2014年以降、中国最大のOTAであるシートリップに出資し提携関係を強化[15]2017年10月、旅行予約も取り扱う中国有数のeコマース企業Meituan-Dianping (美団点評)に、テンセントセコイア・キャピタルと共同出資した[16]民泊は、ブッキングドットコムの中ですでに取扱っているが[17]、日本市場は法律面で未整備のため、法整備後に検討すると説明している[18]。2017年1月にブッキングドットコム・アゴダ買収の主導者であったグレン・フォーゲルがCEOとなった[19]。2017年7月、イギリスに本拠を置くメタサーチ大手のMomondo Groupの買収を完了、KAYAKの傘下企業とした[20]

近年の展開[編集]

2018年2月、ブッキングドットコムが最大の事業となった実情に合わせる形で、社名をブッキング・ホールディングスへと変更した[4]

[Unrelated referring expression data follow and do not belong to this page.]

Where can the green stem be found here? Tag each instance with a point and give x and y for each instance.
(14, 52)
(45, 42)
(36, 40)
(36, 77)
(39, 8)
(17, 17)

2011年に売上高で競合のエクスペディア・グループを抜いて以降[21]、世界1位を維持し[2]、宿泊施設の販売室数(Room Nights)に関しても、2010年以降、同グループを上回り続けている[22](2017年通年で6億7310万室、エクスペディア・グループは3億1210万室[2])。また時価総額もオンライン旅行会社として世界1位であり[23]、取扱額(Gross Bookings)では2位に留まるものの、EBITDAなど多くの財務指標でエクスペディア・グループを上回り続けており、市場価値を重視した経営が特徴となっている[24]。傘下に収めたグループ各社の運営は基本的に独立して行う方針が取られ[25][5]、エージェンシー・モデルのブッキングドットコム、マーチャント・モデルのアゴダなど、各社固有のサービスを継続させている点が運営上の特色となっている[26]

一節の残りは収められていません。